NANOGPT: A Query-Driven Large Language Model Retrieval-Augmented Generation System for Nanotechnology Research
Achuth Chandrasekhar, Omid Barati Farimani, Olabode T. Ajenifujah, Janghoon Ock, Amir Barati Farimani
TL;DR
NANOGPT introduces a query-driven LLM-RAG system tailored for nanotechnology literature, leveraging real-time, multi-source retrieval to ground generation in verified science. The approach uses LLaMA3.1-8B-Instruct with a dual-embedding retrieval backbone and MPNet-based contextual embeddings to deliver semantically relevant documents, integrated via a Streamlit chat interface. Evaluation by domain experts shows NANOGPT achieves higher depth and factual accuracy than vanilla LLMs, though lay explanations from non-RAG models can be more accessible.
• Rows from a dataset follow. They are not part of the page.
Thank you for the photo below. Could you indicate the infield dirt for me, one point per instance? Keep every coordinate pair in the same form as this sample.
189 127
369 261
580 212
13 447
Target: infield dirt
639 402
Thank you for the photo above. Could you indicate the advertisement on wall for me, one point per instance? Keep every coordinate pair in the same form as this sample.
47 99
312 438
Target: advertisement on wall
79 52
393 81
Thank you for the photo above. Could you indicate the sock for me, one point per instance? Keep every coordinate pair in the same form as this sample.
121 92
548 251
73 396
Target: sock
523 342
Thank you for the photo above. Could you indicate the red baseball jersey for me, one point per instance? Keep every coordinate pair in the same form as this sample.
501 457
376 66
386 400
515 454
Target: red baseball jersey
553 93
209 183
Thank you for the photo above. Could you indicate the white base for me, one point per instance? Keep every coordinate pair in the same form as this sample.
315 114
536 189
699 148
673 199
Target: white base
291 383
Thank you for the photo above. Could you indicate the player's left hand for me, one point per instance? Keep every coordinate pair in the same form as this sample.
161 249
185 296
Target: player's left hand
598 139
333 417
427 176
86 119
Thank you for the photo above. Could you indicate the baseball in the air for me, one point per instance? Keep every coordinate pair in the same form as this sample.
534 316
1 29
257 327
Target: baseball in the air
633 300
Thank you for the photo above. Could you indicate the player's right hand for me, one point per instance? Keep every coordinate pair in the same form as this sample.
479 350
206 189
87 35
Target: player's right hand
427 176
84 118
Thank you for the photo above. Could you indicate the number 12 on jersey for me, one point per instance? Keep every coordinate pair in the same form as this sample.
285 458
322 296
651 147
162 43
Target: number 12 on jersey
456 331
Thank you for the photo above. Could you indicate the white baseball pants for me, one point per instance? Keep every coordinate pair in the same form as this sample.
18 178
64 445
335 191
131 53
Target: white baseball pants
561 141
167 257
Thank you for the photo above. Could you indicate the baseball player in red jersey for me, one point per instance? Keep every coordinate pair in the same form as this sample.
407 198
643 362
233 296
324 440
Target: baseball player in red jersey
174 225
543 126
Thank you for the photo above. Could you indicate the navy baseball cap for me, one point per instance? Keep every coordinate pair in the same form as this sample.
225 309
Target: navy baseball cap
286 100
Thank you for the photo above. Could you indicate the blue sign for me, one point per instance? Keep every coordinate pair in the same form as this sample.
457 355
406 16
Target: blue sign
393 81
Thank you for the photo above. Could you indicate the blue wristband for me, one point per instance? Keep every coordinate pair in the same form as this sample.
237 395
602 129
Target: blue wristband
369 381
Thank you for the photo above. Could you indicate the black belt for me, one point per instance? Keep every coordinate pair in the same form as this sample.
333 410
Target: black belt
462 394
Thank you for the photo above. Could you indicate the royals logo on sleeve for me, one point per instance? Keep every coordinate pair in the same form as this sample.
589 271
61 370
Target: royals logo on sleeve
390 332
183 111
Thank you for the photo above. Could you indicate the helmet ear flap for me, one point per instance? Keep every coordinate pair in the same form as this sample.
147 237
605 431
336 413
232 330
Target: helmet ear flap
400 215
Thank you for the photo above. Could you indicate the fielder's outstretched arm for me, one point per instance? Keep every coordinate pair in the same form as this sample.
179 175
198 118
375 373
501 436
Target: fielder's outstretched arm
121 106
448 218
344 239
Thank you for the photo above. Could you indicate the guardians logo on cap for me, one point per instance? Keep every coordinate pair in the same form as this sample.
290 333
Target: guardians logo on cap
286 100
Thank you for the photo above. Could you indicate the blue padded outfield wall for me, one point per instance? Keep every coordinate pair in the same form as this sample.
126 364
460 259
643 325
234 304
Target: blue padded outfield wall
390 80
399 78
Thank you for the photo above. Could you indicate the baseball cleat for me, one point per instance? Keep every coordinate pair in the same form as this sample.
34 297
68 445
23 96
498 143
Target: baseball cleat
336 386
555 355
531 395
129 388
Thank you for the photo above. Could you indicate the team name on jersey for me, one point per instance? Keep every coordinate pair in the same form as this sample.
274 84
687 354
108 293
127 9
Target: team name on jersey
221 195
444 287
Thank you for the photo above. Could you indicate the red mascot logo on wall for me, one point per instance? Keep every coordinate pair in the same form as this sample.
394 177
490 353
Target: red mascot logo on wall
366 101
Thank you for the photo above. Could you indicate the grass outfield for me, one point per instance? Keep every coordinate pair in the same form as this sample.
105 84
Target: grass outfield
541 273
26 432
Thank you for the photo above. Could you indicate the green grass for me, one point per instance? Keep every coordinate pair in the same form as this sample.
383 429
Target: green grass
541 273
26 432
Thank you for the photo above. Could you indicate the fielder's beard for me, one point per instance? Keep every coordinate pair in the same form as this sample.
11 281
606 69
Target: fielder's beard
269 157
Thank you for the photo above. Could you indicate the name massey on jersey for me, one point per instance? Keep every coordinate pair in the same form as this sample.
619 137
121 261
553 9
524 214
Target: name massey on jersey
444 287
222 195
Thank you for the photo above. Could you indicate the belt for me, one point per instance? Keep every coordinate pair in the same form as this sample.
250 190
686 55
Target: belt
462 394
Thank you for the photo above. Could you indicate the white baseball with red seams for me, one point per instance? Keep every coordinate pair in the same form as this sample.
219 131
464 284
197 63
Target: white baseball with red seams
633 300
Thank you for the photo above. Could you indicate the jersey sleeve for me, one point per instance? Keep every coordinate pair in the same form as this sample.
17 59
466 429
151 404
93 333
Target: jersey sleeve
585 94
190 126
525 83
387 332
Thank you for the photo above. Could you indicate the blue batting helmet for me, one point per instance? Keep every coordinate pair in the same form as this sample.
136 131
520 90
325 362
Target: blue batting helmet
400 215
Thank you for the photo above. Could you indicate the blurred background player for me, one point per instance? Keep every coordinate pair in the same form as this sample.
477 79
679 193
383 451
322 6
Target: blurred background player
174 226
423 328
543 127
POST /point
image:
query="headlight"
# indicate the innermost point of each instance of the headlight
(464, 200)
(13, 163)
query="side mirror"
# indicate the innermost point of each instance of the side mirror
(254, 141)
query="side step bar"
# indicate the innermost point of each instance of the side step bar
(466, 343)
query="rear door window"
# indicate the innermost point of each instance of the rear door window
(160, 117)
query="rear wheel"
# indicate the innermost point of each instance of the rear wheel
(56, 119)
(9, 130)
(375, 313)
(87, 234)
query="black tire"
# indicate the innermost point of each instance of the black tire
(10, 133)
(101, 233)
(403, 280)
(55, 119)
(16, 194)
The work demonstrates the practical impact of AI-assisted literature retrieval for accelerating nanotechnology research and outlines future directions, including dynamic data updates and integration with ontological knowledge graphs.
Abstract
This paper presents the development and application of a Large Language Model Retrieval-Augmented Generation (LLM-RAG) system tailored for nanotechnology research. The system leverages the capabilities of a sophisticated language model to serve as an intelligent research assistant, enhancing the efficiency and comprehensiveness of literature reviews in the nanotechnology domain. Central to this LLM-RAG system is its advanced query backend retrieval mechanism, which integrates data from multiple reputable sources. The system retrieves relevant literature by utilizing Google Scholar's advanced search, and scraping open-access papers from Elsevier, Springer Nature, and ACS Publications. This multifaceted approach ensures a broad and diverse collection of up-to-date scholarly articles and papers. The proposed system demonstrates significant potential in aiding researchers by providing a streamlined, accurate, and exhaustive literature retrieval process, thereby accelerating research advancements in nanotechnology. The effectiveness of the LLM-RAG system is validated through rigorous testing, illustrating its capability to significantly reduce the time and effort required for comprehensive literature reviews, while maintaining high accuracy, query relevance and outperforming standard, publicly available LLMS.